Restart the OSD daemon on all nodes
Restart all OSDs. Only restart OSDs on one node at a time to avoid loss of data redundancy. To restart all OSDs on a node, run the following command:
systemctl restart ceph-osd.target
Wait after each restart and periodically checking the status of the cluster:
ceph status
It should be in HEALTH_OK or
HEALTH_WARN noout flag(s) set
Once all OSDs are running with the latest versions, the following warning can appear:
all OSDs are running squid or later but require_osd_release < squid
Disallow pre-Reef OSDs and enable all new Squid-only functionality
Note: Before raising the minimum required OSD version, you should ensure all OSDs got upgraded successfully and report running a Ceph 19.2 version.
ceph osd require-osd-release squid
Upgrade all CephFS MDS daemons
For each CephFS file system, (you can list the file systems with ceph fs ls
)
- Disable standby_replay
ceph fs set <fs_name> allow_standby_replay false
- Reduce the number of ranks to 1 (if you plan to restore it later, first take notes of the original number of MDS daemons). This is only necessary if you use more than one MDS per CephFS:
ceph status ceph fs get <fs_name> | grep max_mds ceph fs set <fs_name> max_mds 1
- With a rank higher than 1 you will see more than one MDS active for that Ceph FS.
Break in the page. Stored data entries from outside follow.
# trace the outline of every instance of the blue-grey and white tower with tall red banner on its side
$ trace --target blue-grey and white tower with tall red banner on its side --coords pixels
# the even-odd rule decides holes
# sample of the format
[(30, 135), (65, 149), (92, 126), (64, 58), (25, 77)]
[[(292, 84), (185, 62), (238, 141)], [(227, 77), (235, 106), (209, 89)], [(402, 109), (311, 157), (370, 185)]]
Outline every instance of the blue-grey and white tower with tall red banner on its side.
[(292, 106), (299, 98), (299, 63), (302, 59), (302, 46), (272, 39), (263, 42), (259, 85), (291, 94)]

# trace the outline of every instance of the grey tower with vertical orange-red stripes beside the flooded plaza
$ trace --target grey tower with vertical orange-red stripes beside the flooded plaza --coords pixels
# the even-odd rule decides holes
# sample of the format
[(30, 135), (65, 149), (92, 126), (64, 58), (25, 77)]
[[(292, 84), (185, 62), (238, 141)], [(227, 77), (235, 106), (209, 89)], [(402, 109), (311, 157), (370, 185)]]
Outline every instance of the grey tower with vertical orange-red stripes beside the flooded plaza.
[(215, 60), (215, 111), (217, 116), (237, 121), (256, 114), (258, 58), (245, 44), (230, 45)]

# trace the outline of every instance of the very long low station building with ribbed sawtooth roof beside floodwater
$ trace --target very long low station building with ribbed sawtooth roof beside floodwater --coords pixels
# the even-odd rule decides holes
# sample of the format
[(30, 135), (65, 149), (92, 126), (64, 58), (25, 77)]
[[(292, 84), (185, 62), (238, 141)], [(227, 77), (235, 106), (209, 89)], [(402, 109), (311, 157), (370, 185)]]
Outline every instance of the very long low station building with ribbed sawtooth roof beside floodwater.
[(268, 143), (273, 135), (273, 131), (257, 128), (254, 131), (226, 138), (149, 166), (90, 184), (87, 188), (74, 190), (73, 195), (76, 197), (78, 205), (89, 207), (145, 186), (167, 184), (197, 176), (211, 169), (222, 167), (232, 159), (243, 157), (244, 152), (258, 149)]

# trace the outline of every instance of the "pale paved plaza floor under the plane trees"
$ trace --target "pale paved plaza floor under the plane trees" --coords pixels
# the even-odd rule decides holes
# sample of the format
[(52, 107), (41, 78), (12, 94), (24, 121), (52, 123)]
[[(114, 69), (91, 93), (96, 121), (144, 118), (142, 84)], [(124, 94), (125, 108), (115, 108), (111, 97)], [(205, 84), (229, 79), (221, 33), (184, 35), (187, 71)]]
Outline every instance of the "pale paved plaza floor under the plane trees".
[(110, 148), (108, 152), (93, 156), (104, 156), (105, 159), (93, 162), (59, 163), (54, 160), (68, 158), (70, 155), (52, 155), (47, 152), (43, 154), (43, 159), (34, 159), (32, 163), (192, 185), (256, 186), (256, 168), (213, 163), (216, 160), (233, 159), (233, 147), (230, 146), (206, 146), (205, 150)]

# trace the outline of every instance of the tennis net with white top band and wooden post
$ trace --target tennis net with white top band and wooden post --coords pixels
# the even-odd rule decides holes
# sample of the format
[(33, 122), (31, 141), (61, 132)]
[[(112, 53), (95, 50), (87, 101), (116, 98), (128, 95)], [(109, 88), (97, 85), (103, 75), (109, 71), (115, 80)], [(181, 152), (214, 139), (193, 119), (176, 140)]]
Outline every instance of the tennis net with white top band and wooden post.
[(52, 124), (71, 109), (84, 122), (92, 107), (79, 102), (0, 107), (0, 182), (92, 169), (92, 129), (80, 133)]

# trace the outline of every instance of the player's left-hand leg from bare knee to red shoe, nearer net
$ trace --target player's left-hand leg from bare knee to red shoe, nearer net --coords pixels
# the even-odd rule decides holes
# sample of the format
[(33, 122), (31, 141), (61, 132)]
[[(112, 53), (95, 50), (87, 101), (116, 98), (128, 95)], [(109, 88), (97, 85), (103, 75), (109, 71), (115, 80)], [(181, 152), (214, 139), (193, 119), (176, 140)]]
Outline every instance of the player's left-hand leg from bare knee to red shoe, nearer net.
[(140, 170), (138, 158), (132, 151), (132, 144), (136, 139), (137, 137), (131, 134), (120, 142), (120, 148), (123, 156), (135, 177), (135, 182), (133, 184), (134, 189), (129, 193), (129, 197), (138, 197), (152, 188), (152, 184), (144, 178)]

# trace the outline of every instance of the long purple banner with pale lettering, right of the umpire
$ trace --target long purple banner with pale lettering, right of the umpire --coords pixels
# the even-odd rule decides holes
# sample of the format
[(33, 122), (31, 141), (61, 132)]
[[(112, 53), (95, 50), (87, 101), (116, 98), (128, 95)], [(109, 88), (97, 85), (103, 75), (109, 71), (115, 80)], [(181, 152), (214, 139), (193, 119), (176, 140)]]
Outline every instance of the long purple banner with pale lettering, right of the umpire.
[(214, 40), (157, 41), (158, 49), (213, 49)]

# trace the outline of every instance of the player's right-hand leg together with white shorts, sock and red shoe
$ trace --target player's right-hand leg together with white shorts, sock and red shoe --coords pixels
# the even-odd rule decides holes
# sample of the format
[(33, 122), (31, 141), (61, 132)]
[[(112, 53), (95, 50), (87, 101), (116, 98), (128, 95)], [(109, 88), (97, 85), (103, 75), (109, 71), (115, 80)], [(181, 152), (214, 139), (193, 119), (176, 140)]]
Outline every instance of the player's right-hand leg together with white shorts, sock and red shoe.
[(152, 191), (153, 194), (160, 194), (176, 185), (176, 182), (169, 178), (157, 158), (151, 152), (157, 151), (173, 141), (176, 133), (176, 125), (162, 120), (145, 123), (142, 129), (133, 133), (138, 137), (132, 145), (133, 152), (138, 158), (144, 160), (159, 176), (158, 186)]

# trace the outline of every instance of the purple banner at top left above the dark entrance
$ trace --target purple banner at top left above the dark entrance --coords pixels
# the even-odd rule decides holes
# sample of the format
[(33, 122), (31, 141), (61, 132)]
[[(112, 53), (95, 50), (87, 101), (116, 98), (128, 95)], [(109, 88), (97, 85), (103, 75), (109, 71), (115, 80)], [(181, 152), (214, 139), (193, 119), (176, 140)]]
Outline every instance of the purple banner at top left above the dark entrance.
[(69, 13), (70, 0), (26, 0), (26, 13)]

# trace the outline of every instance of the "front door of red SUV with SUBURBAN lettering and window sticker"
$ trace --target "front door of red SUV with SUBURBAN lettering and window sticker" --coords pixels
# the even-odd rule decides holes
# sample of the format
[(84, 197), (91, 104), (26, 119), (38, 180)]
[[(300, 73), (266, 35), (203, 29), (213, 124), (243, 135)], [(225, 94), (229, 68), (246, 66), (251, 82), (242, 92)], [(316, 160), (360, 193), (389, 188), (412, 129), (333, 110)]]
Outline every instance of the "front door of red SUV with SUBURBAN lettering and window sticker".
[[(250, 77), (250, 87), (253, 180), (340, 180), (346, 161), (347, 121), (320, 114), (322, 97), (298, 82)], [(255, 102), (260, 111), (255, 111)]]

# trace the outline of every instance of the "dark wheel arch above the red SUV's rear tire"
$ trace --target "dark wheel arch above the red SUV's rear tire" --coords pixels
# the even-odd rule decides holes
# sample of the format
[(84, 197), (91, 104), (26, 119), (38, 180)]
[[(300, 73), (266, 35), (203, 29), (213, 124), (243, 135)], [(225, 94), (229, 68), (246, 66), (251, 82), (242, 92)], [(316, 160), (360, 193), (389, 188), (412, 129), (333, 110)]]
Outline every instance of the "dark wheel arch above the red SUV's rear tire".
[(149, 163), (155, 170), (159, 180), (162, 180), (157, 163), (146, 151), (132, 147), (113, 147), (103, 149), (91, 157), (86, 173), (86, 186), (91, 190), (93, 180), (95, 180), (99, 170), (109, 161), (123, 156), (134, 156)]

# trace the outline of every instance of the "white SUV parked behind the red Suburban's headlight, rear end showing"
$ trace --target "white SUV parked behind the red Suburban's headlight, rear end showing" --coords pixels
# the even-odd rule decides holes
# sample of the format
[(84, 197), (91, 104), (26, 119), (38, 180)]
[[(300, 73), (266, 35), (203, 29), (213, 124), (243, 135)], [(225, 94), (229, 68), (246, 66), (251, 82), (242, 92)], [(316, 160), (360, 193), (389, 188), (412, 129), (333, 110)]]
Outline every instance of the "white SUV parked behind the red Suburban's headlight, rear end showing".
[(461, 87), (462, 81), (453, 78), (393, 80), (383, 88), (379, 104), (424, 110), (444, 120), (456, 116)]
- Wait for the cluster to deactivate any non-zero ranks by periodically checking the status of Ceph.:
ceph status
- The number of active MDS should go down to the number of file systems you have
- Alternatively, check in the CephFS panel in the GUI that each Ceph filesystem has only one active MDS
- Take all standby MDS daemons offline on the appropriate hosts with:
systemctl stop ceph-mds.target
- Confirm that only one MDS is online and is on rank 0 for your FS:
ceph status
- Upgrade the last remaining MDS daemon by restarting the daemon:
systemctl restart ceph-mds.target
- Restart all standby MDS daemons that were taken offline:
systemctl start ceph-mds.target
- Restore the original value of max_mds for the volume:
ceph fs set <fs_name> max_mds <original_max_mds>
Unset the 'noout' flag
Once the upgrade process is finished, don't forget to unset the noout flag.
ceph osd unset noout
Or via the GUI in the OSD tab (Manage Global Flags).
Consider Enabling Telemetry
Enabling the telemetry module will send anonymized usage statistics and crash information to the Ceph upstream developers. To see what would be reported (with sending anything), you can run:
ceph telemetry preview-all
If you are comfortable with the data that is being sent, you can opt-in to automatically report the high-level cluster metadata with:
ceph telemetry on --license sharing-1-0
You will most likely get a notification that not all telemetry channels are enabled. To enable the perf
channel run:
ceph telemetry enable channel perf
The public dashboard that aggregates Ceph telemetry can be found at https://telemetry-public.ceph.com/.
Known Issues
- iSCSI users are advised that the upstream developers of Ceph encountered a bug during an upgrade from Ceph 19.1.1 to Ceph 19.2.0. Read Tracker Issue 68215 before attempting an upgrade to 19.2.0.